R xgboost质量是如何计算的?

R xgboost质量是如何计算的?,r,xgboost,R,Xgboost,有人能解释一下在xgb.model.dt.tree函数中如何计算xgboost R包中的Quality列吗 在文档中指出,质量“是与此特定节点中的拆分相关的增益” 当您运行以下代码时(在xgboost文档中为该函数提供),树0的节点0的质量为4000.53,但我将增益计算为2002.848 data(agaricus.train, package='xgboost') train <- agarics.train X = train$data y = train$label bst

有人能解释一下在
xgb.model.dt.tree
函数中如何计算xgboost R包中的
Quality
列吗

在文档中指出,
质量
“是与此特定节点中的拆分相关的增益”

当您运行以下代码时(在xgboost文档中为该函数提供),树0的节点0的
质量
为4000.53,但我将
增益
计算为2002.848

data(agaricus.train, package='xgboost')

train <- agarics.train

X = train$data
y = train$label

bst <- xgboost(data = train$data, label = train$label, max.depth = 2,
               eta = 1, nthread = 2, nround = 2,objective = "binary:logistic")

xgb.model.dt.tree(agaricus.train$data@Dimnames[[2]], model = bst)

p = rep(0.5,nrow(X))

L = which(X[,'odor=none']==0)
R = which(X[,'odor=none']==1)

pL = p[L]
pR = p[R]

yL = y[L]
yR = y[R]

GL = sum(pL-yL)
GR = sum(pR-yR)
G = sum(p-y)

HL = sum(pL*(1-pL))
HR = sum(pR*(1-pR))
H = sum(p*(1-p))

gain = 0.5 * (GL^2/HL+GR^2/HR-G^2/H)

gain
数据(agaricus.train,package='xgboost')

好的,我想我已经解决了。
reg_lambda
的值在默认情况下不是文档中给出的0,而是实际为1(来自param.h)

此外,在计算增益时,似乎没有应用半因子,因此质量列是预期的两倍。

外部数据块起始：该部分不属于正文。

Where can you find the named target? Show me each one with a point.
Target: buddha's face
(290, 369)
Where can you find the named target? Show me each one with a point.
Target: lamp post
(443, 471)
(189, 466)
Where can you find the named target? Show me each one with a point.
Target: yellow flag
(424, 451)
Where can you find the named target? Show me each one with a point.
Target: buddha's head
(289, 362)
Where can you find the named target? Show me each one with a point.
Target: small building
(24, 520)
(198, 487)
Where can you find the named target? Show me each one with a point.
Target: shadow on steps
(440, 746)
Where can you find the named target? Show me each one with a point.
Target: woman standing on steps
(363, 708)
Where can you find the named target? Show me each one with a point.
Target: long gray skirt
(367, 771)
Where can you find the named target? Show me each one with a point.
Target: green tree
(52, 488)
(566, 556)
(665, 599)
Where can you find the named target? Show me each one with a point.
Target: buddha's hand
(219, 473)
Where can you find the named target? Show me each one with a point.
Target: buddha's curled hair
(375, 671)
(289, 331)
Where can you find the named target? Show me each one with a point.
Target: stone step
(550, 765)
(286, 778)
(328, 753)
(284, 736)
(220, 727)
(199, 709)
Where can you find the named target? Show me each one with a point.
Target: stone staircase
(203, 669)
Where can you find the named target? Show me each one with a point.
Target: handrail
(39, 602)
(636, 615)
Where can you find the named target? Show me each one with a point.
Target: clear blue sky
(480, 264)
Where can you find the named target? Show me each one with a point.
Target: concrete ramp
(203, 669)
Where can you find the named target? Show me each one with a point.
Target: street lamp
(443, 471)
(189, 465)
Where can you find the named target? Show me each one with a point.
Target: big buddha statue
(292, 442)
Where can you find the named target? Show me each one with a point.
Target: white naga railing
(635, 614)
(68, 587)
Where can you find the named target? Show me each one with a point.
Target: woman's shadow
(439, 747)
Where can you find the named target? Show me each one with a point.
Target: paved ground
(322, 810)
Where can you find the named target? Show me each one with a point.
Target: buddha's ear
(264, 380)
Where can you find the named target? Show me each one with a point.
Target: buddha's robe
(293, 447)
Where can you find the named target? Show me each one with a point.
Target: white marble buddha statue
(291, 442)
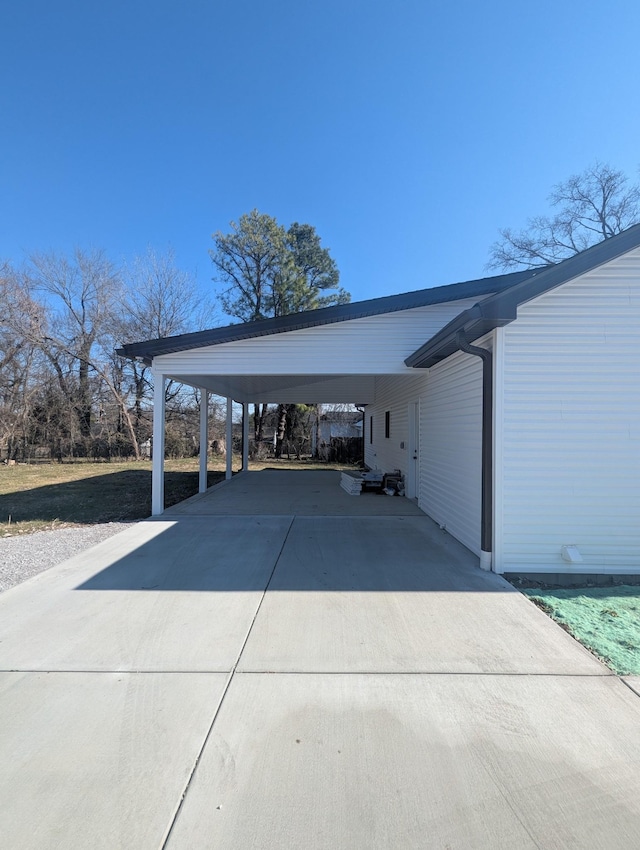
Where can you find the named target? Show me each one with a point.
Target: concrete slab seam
(225, 690)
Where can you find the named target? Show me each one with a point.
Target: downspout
(486, 543)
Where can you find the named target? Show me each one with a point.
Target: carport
(333, 355)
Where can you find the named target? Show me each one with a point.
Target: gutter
(486, 544)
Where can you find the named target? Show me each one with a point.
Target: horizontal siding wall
(451, 447)
(393, 394)
(571, 441)
(374, 345)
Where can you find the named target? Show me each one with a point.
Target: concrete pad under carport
(413, 761)
(186, 583)
(98, 760)
(160, 596)
(398, 594)
(290, 492)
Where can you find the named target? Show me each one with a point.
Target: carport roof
(499, 298)
(149, 349)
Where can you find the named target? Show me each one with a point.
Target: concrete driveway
(272, 667)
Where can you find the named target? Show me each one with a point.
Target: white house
(510, 403)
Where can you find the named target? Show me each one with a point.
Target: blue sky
(407, 133)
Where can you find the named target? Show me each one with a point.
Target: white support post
(229, 471)
(245, 437)
(204, 438)
(157, 473)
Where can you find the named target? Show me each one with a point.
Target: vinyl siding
(376, 345)
(393, 394)
(451, 447)
(571, 426)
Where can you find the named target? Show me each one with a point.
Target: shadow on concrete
(336, 554)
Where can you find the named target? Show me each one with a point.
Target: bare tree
(589, 207)
(162, 300)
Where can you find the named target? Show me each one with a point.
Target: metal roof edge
(148, 349)
(501, 308)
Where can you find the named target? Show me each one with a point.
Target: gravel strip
(26, 555)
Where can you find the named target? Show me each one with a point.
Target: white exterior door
(413, 449)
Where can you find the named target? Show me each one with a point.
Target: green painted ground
(604, 619)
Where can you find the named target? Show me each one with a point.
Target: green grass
(604, 619)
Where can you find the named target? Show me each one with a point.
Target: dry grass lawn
(40, 496)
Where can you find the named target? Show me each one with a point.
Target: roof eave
(476, 322)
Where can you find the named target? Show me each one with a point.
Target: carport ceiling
(288, 389)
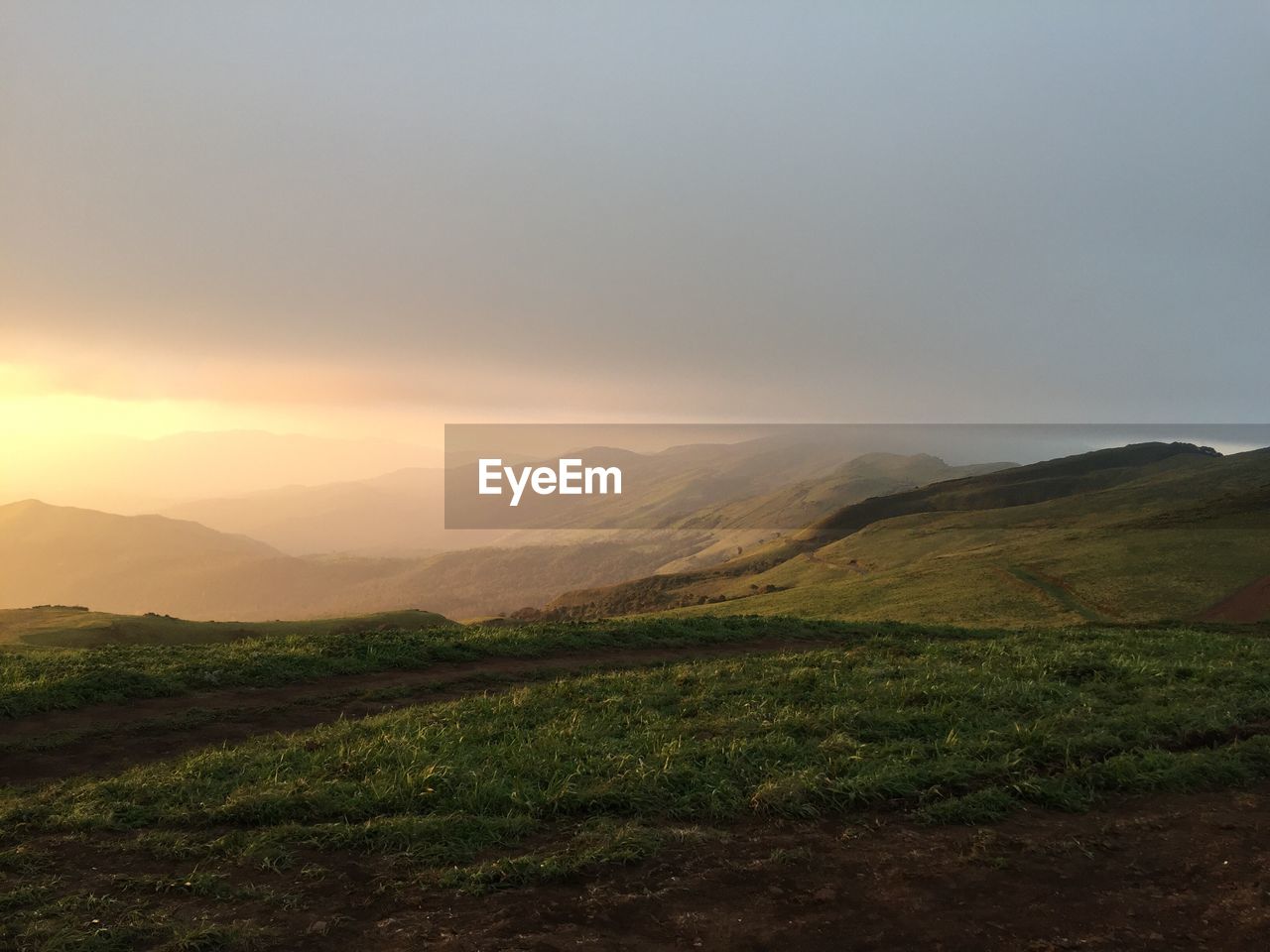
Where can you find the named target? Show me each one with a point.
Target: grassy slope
(60, 626)
(1164, 546)
(44, 679)
(547, 779)
(1161, 539)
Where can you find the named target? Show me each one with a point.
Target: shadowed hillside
(1144, 532)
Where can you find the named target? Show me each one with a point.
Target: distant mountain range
(1134, 534)
(248, 557)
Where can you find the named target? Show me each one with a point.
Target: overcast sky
(705, 211)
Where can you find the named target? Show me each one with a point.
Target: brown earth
(1247, 604)
(1179, 873)
(109, 738)
(1161, 874)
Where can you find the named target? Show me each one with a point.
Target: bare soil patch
(140, 731)
(1247, 604)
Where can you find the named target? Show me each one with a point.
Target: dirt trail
(1247, 604)
(116, 737)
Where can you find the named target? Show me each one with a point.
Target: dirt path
(109, 738)
(1247, 604)
(1162, 874)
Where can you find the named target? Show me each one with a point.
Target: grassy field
(70, 626)
(535, 784)
(45, 679)
(1166, 542)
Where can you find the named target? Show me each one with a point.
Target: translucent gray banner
(772, 476)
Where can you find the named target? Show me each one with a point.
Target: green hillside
(1141, 534)
(70, 626)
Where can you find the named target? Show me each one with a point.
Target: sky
(367, 220)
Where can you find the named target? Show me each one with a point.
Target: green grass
(67, 626)
(547, 780)
(1165, 546)
(44, 679)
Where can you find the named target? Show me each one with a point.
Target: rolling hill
(397, 515)
(75, 626)
(136, 563)
(1143, 532)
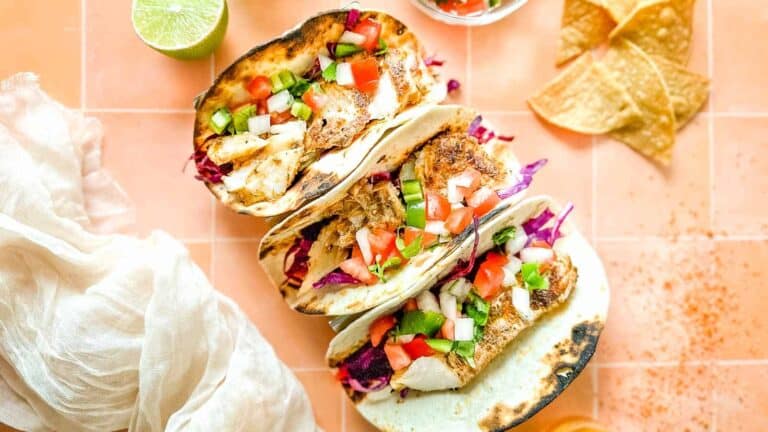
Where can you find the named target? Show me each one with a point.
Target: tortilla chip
(688, 90)
(584, 98)
(660, 27)
(654, 134)
(585, 25)
(619, 9)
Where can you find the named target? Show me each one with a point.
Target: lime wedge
(182, 29)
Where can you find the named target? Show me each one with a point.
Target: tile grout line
(711, 119)
(140, 110)
(595, 389)
(212, 234)
(676, 363)
(594, 190)
(468, 66)
(82, 54)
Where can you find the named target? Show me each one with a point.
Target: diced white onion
(325, 61)
(454, 195)
(404, 338)
(352, 37)
(537, 255)
(437, 228)
(517, 243)
(511, 269)
(365, 245)
(521, 300)
(427, 302)
(280, 102)
(459, 288)
(259, 124)
(344, 74)
(448, 305)
(464, 329)
(292, 127)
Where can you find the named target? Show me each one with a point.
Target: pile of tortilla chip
(640, 92)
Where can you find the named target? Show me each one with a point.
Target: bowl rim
(428, 7)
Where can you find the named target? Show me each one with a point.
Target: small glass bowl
(430, 8)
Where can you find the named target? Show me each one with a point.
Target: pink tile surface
(685, 247)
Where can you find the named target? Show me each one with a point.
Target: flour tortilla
(527, 375)
(296, 50)
(393, 150)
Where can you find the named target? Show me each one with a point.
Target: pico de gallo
(274, 126)
(389, 218)
(518, 280)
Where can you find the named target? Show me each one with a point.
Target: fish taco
(413, 198)
(292, 118)
(506, 323)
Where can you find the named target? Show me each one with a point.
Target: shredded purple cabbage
(336, 277)
(534, 227)
(352, 18)
(482, 133)
(367, 364)
(463, 268)
(379, 177)
(559, 222)
(296, 261)
(207, 170)
(526, 174)
(433, 61)
(453, 85)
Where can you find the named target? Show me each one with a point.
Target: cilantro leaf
(502, 236)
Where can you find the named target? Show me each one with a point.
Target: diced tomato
(380, 327)
(411, 233)
(260, 87)
(382, 242)
(418, 348)
(469, 7)
(488, 279)
(411, 305)
(496, 259)
(366, 74)
(356, 253)
(342, 373)
(314, 100)
(463, 7)
(438, 207)
(459, 219)
(397, 356)
(483, 200)
(277, 118)
(447, 329)
(371, 30)
(356, 268)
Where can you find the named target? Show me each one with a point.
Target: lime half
(182, 29)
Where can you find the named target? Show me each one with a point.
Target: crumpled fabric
(102, 332)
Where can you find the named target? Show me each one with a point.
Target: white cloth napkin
(102, 332)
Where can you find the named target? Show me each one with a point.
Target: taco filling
(390, 218)
(262, 135)
(442, 337)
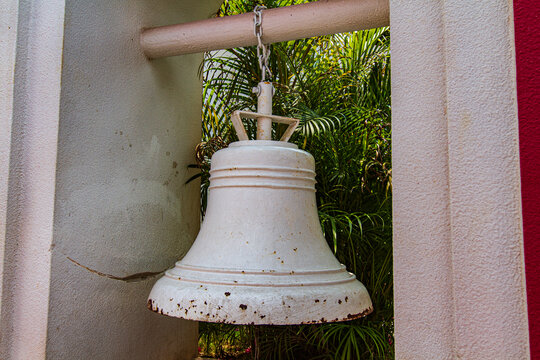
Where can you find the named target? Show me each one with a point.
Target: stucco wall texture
(101, 142)
(458, 250)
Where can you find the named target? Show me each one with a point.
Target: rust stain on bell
(261, 192)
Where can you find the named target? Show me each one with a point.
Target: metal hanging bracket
(237, 116)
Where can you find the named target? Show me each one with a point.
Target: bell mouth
(275, 143)
(255, 305)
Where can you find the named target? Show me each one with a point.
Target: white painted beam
(279, 24)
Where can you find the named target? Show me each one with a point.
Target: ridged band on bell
(260, 256)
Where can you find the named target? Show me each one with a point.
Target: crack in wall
(129, 278)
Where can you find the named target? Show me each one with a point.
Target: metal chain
(263, 51)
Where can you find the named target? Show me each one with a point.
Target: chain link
(263, 51)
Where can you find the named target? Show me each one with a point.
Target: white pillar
(458, 251)
(92, 178)
(31, 182)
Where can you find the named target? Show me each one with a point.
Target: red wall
(527, 27)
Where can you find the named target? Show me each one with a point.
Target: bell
(260, 256)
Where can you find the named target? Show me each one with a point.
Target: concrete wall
(458, 249)
(96, 197)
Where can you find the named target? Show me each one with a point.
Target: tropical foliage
(339, 87)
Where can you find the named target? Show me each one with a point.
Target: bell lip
(150, 306)
(252, 306)
(275, 143)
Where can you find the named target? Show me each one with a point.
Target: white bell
(260, 256)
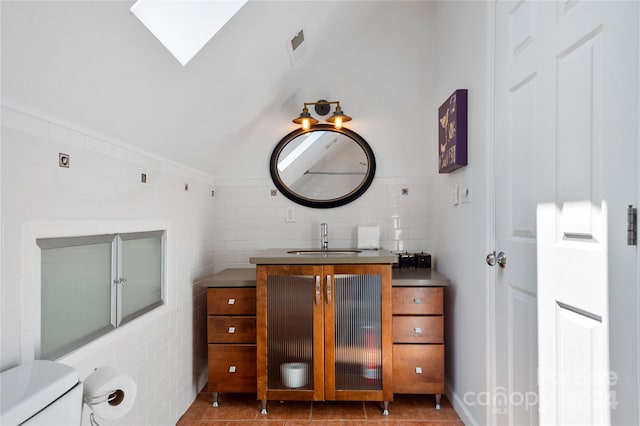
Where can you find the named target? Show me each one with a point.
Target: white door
(565, 125)
(519, 164)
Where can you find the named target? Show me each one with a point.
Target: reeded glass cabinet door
(290, 333)
(355, 322)
(324, 332)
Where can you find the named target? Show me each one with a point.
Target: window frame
(116, 284)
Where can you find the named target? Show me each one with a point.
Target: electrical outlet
(289, 214)
(63, 160)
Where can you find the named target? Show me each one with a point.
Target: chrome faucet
(324, 236)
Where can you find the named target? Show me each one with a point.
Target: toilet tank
(40, 392)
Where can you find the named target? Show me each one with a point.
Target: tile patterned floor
(244, 410)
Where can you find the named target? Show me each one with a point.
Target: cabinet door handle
(318, 293)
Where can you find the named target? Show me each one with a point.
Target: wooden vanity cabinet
(332, 323)
(418, 340)
(231, 337)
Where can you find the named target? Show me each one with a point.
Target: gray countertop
(284, 257)
(410, 277)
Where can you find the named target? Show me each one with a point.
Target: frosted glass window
(76, 293)
(91, 285)
(142, 269)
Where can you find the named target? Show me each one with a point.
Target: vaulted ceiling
(94, 63)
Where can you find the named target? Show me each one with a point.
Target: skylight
(185, 26)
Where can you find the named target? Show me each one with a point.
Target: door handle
(500, 258)
(318, 290)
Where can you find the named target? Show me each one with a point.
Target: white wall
(385, 81)
(164, 351)
(463, 232)
(249, 219)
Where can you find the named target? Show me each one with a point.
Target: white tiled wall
(165, 350)
(248, 219)
(101, 192)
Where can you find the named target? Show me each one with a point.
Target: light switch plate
(465, 195)
(455, 194)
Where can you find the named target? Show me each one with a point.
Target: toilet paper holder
(114, 397)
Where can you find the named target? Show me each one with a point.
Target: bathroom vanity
(339, 326)
(324, 314)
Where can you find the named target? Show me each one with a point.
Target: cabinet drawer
(418, 369)
(417, 300)
(231, 301)
(225, 329)
(232, 368)
(414, 329)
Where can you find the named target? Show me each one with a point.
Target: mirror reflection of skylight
(185, 26)
(299, 150)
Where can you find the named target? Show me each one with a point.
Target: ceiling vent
(296, 47)
(297, 40)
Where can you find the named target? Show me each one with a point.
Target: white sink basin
(325, 252)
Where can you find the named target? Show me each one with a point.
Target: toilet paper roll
(368, 237)
(109, 392)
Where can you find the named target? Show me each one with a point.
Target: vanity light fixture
(322, 107)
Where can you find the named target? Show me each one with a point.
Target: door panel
(566, 92)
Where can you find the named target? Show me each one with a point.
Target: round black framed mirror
(322, 167)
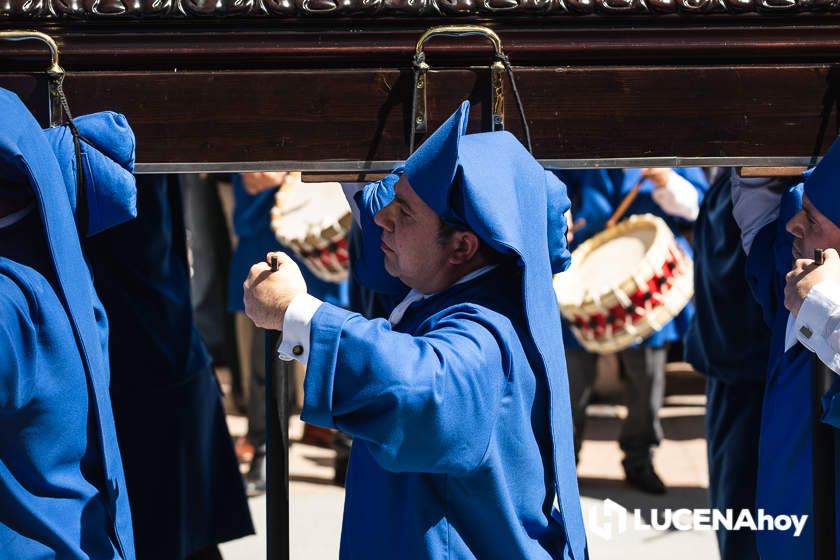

最后,我也不认为
gamma
(也称为
min\u split\u loss
)也适用于此计算(来自更新的hitmaker-inl.hpp)

相反,gamma用于确定是否调用修剪,但正如文档所示,它不会反映在增益计算本身中


如果应用这些更改,确实会得到4000.53作为树0的节点0的
质量
,如原始问题所示。我会将此作为一个问题向xgboost人员提出,以便文档可以相应地更改。

伙计,这一直困扰着我。。我会努力完成的,但我印象深刻。。您应该看看这个问题,因为您似乎正在从oout中学习xgboost。。这让我烦恼了一段时间。我可以看出1/2因子没有被应用,但应该看看源代码中的默认值。干得好!